# GB flat jerky



## Jmiller (Feb 8, 2018)

Hello everyone! 
Hoping you all can help me out. Tried my hand at making GB flat jerky. Put them in the smoker. They looked like they were going to turn out fantastic. When it came time to take them out and see if they were done every single piece of jerky was stuck to the rack. They weren’t burned, they were just stuck for unknowns reasons. What does everyone else do to keep them from sticking to the rack?  Do I need to turn the smoke house temp down even more?


----------



## driedstick (Feb 8, 2018)

spray your racks with pam or something like that 

Good luck,,, 

A full smoker is a happy smoker


----------



## biteme7951 (Feb 8, 2018)

Q-Matz from Amazen products or similar coated mats

http://www.amazenproducts.com/category_s/46.htm

Barry.


----------



## daveomak (Feb 8, 2018)

I seasoned the GB, rolled it out flat and placed on Q-Matz...  smoked, cooked, removed and sliced...  The matz Todd sells are awesome...  I use some in my dehydrator also...


----------



## GaryHibbert (Feb 8, 2018)

I agree totally.  For jerky I use Frog Mats (same thing as Q Mats, which I couldn't get), and for everything else I spray the racks with Pam.
Gary


----------



## SonnyE (Feb 14, 2018)

I'm a bit more frugal.
I tried spraying my racks, but then spent a lot of time cleaning the sink. :mad:
So I turned right. I have canola oil in a bottle. I take a paper towel and fold a half-sheet into a pad, soak one end with Canola cooking oil, and wipe the oil onto my racks or mats.
The end result is a greased rack or mat, and clean up is throw away the paper towel dauber. ;)

I'm not against spray. I use the spray stuff on my pipe burner barby.


----------



## SonnyE (Feb 14, 2018)

daveomak said:


> I seasoned the GB, rolled it out flat and placed on Q-Matz...  smoked, cooked, removed and sliced...  The matz Todd sells are awesome...  I use some in my dehydrator also...
> 
> 
> View attachment 353166



Man Dave!
Those are some HUGE pieces of Jerky! :confused:


Got your leg... Pullin it. :D


----------



## daveomak (Feb 14, 2018)

They are about 1" square... Trick photography...


----------



## mneeley490 (Feb 14, 2018)

Dave, once again you have come up with a common sense idea that eluded me for years. Why use a jerky gun or flat stuffer tube, when you can just roll it out and then put the whole thing on the mat, and slice later?
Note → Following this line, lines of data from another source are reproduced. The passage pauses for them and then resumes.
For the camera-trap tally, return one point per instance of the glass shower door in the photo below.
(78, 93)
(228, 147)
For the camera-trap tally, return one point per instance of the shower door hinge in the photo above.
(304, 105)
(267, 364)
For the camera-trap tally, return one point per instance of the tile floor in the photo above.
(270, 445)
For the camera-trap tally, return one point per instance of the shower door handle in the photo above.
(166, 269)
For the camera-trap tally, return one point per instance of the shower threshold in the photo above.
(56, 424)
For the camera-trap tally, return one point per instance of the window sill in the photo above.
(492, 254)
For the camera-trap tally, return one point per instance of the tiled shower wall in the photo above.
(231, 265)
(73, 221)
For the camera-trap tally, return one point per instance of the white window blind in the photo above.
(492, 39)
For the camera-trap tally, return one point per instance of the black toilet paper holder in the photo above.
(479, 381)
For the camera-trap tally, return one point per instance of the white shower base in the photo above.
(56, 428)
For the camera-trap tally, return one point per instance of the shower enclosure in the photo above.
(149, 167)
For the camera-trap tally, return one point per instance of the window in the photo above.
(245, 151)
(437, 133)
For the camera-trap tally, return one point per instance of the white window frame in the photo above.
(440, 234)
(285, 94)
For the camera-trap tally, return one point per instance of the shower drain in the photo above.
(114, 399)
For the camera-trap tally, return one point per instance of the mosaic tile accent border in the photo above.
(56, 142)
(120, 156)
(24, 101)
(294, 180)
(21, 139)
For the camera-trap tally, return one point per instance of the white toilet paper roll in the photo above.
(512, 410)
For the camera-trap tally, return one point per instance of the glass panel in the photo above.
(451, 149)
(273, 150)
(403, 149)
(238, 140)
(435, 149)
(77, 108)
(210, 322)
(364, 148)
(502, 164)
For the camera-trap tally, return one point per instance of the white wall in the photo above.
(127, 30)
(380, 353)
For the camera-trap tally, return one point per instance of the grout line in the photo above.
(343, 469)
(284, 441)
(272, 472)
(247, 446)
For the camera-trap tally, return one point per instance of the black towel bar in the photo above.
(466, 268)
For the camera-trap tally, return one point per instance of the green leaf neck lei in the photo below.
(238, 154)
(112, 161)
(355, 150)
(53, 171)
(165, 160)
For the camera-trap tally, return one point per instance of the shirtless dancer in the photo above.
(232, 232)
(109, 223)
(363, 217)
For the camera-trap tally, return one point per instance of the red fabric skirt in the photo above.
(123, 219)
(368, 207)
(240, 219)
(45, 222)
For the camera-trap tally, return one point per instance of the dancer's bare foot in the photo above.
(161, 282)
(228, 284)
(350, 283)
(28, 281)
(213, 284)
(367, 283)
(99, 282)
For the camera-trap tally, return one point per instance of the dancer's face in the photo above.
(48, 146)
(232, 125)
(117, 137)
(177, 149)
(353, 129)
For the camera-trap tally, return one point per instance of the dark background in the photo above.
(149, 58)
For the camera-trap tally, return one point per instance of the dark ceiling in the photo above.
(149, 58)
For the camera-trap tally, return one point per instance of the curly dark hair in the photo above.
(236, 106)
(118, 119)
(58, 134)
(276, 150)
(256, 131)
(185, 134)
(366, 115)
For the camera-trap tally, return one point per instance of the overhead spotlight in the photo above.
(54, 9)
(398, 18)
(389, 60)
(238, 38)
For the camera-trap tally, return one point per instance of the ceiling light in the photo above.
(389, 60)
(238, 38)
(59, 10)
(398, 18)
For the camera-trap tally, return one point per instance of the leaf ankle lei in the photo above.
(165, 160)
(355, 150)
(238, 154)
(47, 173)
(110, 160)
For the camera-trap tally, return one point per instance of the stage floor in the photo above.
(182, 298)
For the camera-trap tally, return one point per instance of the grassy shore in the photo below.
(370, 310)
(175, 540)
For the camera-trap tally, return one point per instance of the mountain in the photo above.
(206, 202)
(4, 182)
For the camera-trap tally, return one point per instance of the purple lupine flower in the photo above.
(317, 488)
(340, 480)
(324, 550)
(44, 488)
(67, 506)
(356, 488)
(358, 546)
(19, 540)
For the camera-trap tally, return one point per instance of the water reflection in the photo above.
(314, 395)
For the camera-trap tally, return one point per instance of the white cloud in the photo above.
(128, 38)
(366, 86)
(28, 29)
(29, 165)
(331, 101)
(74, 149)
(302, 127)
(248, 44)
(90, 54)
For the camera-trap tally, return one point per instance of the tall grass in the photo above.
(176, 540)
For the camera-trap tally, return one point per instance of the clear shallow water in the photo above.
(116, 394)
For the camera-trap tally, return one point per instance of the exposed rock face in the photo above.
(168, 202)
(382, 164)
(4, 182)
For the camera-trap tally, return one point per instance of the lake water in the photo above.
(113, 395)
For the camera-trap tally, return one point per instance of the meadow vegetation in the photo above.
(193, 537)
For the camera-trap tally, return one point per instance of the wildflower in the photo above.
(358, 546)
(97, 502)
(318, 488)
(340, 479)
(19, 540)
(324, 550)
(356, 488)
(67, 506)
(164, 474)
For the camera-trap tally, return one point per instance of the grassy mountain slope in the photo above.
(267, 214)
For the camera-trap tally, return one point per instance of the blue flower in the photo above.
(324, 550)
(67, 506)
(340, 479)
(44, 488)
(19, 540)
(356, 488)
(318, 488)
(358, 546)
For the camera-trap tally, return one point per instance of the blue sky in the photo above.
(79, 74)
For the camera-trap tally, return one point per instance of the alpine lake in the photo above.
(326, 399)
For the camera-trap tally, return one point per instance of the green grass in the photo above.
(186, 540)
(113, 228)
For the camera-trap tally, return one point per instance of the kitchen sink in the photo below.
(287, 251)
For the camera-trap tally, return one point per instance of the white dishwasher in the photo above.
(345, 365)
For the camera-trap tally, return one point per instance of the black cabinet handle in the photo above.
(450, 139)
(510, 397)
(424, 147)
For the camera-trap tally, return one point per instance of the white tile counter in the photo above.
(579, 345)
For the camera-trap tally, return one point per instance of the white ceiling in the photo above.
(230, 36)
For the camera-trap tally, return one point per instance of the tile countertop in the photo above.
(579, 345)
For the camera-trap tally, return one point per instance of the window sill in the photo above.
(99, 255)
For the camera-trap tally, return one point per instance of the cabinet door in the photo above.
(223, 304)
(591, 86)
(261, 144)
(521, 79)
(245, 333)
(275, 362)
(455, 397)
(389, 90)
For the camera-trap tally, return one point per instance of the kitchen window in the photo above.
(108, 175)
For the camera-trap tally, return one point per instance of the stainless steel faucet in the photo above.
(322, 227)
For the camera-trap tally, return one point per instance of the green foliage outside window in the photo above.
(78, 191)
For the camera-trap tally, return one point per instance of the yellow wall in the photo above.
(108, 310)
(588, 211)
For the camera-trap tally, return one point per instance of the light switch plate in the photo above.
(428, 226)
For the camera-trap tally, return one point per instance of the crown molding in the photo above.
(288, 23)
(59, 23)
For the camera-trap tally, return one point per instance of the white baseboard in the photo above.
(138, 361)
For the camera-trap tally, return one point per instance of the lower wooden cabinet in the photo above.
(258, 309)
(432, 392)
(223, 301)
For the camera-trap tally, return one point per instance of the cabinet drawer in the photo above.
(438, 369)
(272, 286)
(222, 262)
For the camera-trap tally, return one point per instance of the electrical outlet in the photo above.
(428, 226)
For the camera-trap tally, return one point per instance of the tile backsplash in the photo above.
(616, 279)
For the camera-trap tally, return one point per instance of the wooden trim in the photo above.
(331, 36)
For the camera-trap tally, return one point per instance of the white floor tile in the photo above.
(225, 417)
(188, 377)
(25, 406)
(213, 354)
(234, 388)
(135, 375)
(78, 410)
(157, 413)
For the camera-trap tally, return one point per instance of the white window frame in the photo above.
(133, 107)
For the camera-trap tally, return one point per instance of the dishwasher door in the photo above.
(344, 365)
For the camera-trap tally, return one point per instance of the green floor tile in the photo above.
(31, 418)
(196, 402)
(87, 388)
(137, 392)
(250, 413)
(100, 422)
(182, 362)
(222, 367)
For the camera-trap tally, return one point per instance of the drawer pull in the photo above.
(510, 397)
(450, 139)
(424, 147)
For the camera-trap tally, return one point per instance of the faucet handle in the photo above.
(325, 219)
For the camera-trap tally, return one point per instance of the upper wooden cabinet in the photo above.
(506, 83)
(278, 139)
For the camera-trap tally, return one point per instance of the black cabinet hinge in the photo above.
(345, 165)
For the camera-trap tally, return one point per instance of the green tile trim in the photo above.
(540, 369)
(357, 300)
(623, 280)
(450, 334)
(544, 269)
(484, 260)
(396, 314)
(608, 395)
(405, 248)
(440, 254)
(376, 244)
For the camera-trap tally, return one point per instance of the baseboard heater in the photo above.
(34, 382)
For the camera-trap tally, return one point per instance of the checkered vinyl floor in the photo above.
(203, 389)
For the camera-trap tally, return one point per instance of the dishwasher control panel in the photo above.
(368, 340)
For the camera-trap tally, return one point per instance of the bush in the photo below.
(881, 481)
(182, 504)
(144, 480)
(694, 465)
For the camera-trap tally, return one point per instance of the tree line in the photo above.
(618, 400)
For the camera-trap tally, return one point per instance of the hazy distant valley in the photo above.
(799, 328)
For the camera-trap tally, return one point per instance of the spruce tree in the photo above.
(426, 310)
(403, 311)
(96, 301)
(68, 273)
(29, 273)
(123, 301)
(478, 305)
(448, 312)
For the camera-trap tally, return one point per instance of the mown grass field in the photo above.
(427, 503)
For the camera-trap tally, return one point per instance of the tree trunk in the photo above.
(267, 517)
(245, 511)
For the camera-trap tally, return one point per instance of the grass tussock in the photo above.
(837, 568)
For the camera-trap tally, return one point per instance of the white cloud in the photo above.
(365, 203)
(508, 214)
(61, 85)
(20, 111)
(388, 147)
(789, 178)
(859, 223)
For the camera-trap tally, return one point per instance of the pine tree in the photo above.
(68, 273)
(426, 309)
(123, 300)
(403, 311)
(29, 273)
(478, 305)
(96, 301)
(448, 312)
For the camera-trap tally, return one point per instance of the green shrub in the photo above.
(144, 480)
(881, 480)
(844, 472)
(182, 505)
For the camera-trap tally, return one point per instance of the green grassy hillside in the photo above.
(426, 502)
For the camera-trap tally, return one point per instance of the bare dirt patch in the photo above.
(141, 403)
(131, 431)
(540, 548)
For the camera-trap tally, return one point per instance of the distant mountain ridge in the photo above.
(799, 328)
Geeze, so simple.


----------



## daveomak (Feb 14, 2018)

Neeley, morning...   Well, I was told once, the secret to being efficient is laziness...  Guess I fit that pretty good...


----------



## SonnyE (Feb 14, 2018)

daveomak said:


> They are about 1" square... Trick photography...



I meant the 'pasture patties' in the first picture. LOL!
Could a mass of GB like that be smoked some for flavor (Thinking cold smoked), and then put in a Jerky Gun to be squirted into strips or sticks?
(As long as Pathogen temperatures are observed to sterilize. And Prague Powder, which is a given in my case.)


----------



## daveomak (Feb 14, 2018)

Then you would have a jerky gun to clean...


----------



## SonnyE (Feb 14, 2018)

daveomak said:


> Then you would have a jerky gun to clean...



I did, and I did.
I wanted stick Jerky.
But I got Skat Jerky.
Back to the drawing board...


----------



## dward51 (Feb 14, 2018)

I've done it on the racks with just spray.  It works, but since I bought some q-matz or frog-matz clones on Amazon (basically they are teflon coated fiberglass woven mats), nothing sticks to those.  Easy to clean also.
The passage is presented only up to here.